We as a nation will regret that, as the skills of the cooperative societies emerge. Of course, one has emerged in this Territory, and it is quite proper for me to note the market strength of the St George Building Society, ACT, and its announcement of results on 17 July 1991. I draw members' attention to the fact that St George's total assets in the ACT grew by a further 37 per cent to total $346.62m. And this is from a society that entered this market only in recent years.

Mr Speaker, I need to declare at this stage, under the self-government Act, that I have acted as a solicitor on occasion for that society. I simply state that. I do not believe that I am influenced in any way; and I have acted in that context only in relation to residential loans. So, I am familiar with the society and its entry to this market. It was a good event, because it added competition to a scene which had developed, in my view, not to the benefit of, particularly, the first home buyers.

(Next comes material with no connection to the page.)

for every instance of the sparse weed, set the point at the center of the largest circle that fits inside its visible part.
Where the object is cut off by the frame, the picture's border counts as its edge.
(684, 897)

The St George portfolio of, on my calculation, $303m in residential loans suggests, on a quick calculation, that that society holds the deeds to probably 3,000 homes in this Territory. That society is a cooperative society. It will continue to be regulated under the cooperative societies legislation that we are debating today, and that is a happy event.

So that I can convince members of the need for us to agree to what is before us today, the background to this legislation is a situation that was, to our great shame as a Territory, described in the head financial article in the Sydney Morning Herald of Thursday, 21 June 1990, under the heading, "Skimming off the Cream in Canberra". It went like this:

The Attorney-General, Michael Duffy, hopes to lead Australia into a brave new world of honest directors and full corporate disclosure, but one of the most blatant examples of disregard for accepted levels of disclosure is going on under his nose in Canberra.

Referring to the takeover of the Canberra Building Society by the Advance Bank, the article said:

The bank appears to be taking the cream and leaving shareholders with the dud investments. Shareholders have to figure this out for themselves because it is difficult to tell from the morsels thrown at them by a contemptuous building society board.